In our case, the GP having ‘created’ a difficulty in getting attention, it set the scene for mismanagement of all successive approaches.
Why had the GP antagonised the patient’s illness by inappropriate language and contacts, and broken trust by going against carer and patient wishes in apparent deceit of stated intentions? It was a bungled approach and we had been betrayed. My son was additionally suspicious, which led to a break in trust in us his parents, and resolutely refused to have further contact with any doctor. Trying to get help became harder. My son became more ill. Our GP was already acting against his interests.
Why did the GP apparently cover up facts about requests for attention? The GP knew full well that we had been asking for attention for over 5 years. They had been blocking services – and yet had stated we had not asked since the mismanaged approach about 9 months before my son’s death. But it was in the Practice’s records that I had actually made another futile attempt just a few months before Nick died.
After the event, why was the Practice unable to produce procedures or follow the NHS Complaints Procedure (having neither policy or procedures) as required by their contract (with the PCT, at the time)? To-date the GPs have still not investigated the complaint: Death of Patient – a Serious Untoward Incident. Still waiting for that.
Why wasn’t an immediate SUI investigation triggered at the Practice, by the NHS Trust, when responding to my complaint which specifically requested -and agreed- that the Trust was to handle the entire complaint (as permitted and as under obligation, under NHS Complaints Procedures)? The truth perhaps is that the Practice had thought they had ‘got away with it’ when the Trust investigator had left the premises.
So after 5 years of difficulty with this Practice, ultimately to my son’s death, why did the GP consider that a half page of A4 – brief and not near full representation of the facts and failures – would suffice to get the Practice off the hook?
The entire episode was disgraceful, and at this moment the Ombudsman is dismissing facts of the case; and it has taken 8 years of my late, different, bereaved, life to get near any sense of resolution. I have been astounded that neither the PHSO or the GMC have shown interest in investigating malpractice, death, or deceit in investigation.

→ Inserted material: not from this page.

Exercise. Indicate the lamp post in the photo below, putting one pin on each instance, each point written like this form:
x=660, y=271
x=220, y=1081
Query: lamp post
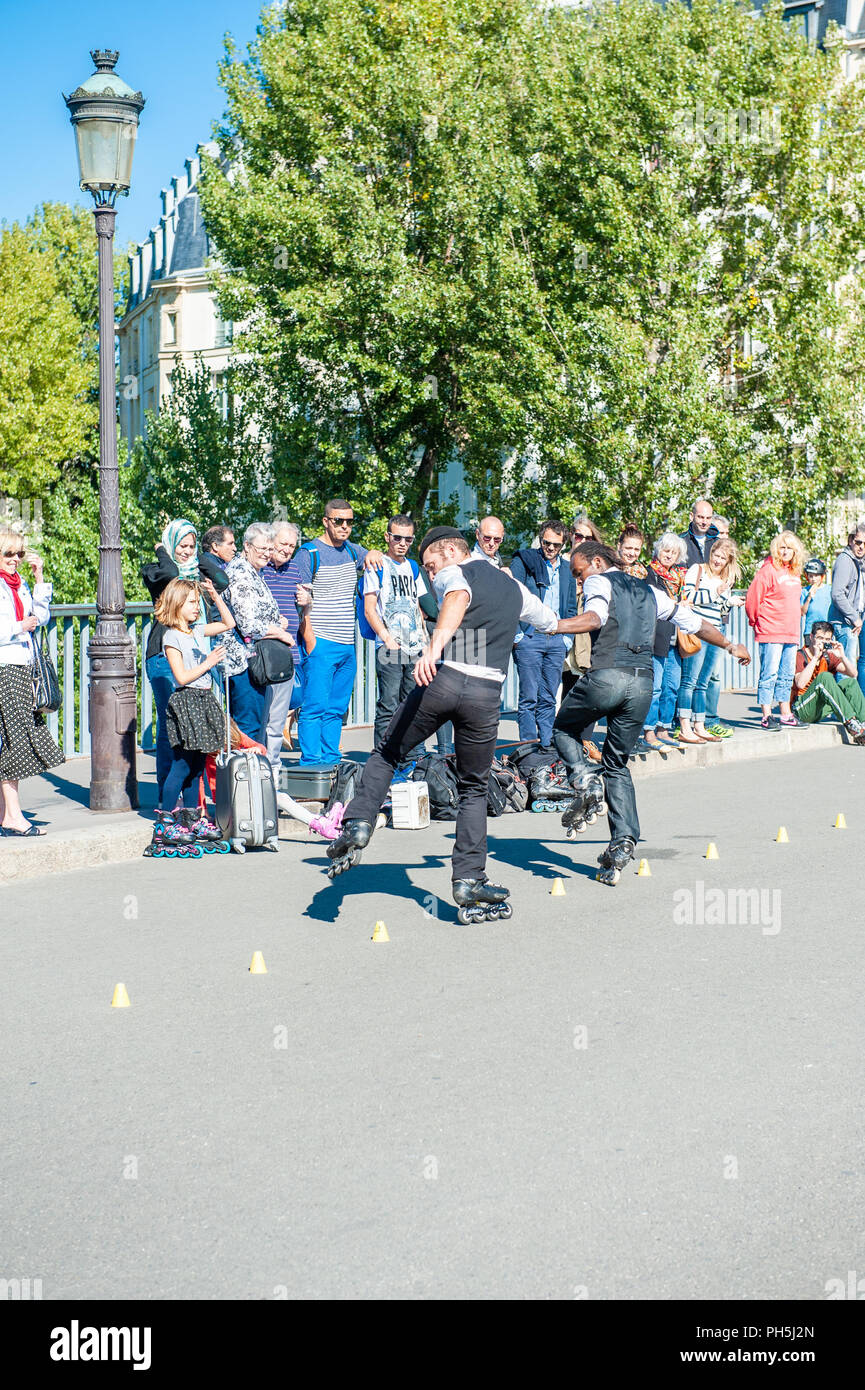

The converse in fact: “Not their job”. Despite the fact that Services have had to admit they didn’t follow NHS procedures, the PHSO hangs on to their unreliable evidence in spite of revelations of actual experience.
Not surprising then that we seem to have a continuous stream of NHS abuse cases in the press. Professional bodies and the PHSO have been aware of the abuse but nobody wants to take responsibility to upset the status-quo of the NHS balancing act. Worse still, the PHSO and hence NHS could have learnt how to help kids who are still taking their own lives for the same reasons: LACK OF SUPPORT – almost of epidemic occurrence.
After the Practice failed to set up an investigation through a third party (another GP who was already appraised of the complaint) as required and recommended by the definitive NHS complaints procedure, we left this ‘rogue’ maladministered GP Practice – minus our son.
Addendum: It was through hearsay only that I discovered over 8 years after care problems, the GP involved was no wiser as to the value and scope of mental health interventions. The GP had apparently not taken advantage of mental health training offered by BSMHFT since complaints had highlighted the necessity.